Промышленный НЭП
Шрифт:
— А если это провокация врагов рейха?
— Тогда мы должны доказать нашу непричастность всему миру.
К вечеру ситуация накалилась до предела. Пресса всех стран пестрела заголовками о «германской агрессии». Чехословацкое правительство потребовало от Германии официальных извинений и выплаты компенсации. Франция и Советский Союз выразили «глубокую озабоченность».
В министерстве иностранных дел фон Нойрат созвал экстренное совещание. В просторном зале с портретами Бисмарка и кайзера собрались все ключевые дипломаты.
—
— Но мы же не нападали! — воскликнул один из секретарей.
— Это знаем мы. Но как доказать миру?
Старший советник, седой мужчина с моноклем, покачал головой:
— Константин фон, обстановка напоминает 1914 год. Один инцидент может спровоцировать большую войну.
— Именно этого я и боюсь, — мрачно ответил фон Нойрат.
Он приказал немедленно подготовить официальное опровержение и потребовать международного расследования инцидента. Но все понимали — время упущено, общественное мнение настроено против Германии.

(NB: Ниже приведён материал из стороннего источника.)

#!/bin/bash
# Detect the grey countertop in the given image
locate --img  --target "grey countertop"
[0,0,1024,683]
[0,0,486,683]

В Лейпциге обер-бургомистр Гордлер экстренно встречался с представителями крупнейших промышленников Саксонии. Роскошный зал ратуши был полон людей в дорогих костюмах, заводчики, банкиры, торговцы.
— Господа, — говорил Гордлер, стоя за кафедрой, — сегодняшние события — грозное предупреждение. Нынешняя власть ведет Германию к катастрофе.
Мужчина в дорогом костюме поднял руку:
— Герр обер-бургомистр, но ведь правительство отрицает причастность к инциденту.
— И кто им поверит? — в зале прозвучал скептический голос. — После Рейнской области все ждут от нас новых агрессивных шагов.
Гордлер кивнул:
— Совершенно верно. Радикальная политика нанесла непоправимый ущерб репутации Германии. И теперь любой инцидент воспринимается как наша провокация.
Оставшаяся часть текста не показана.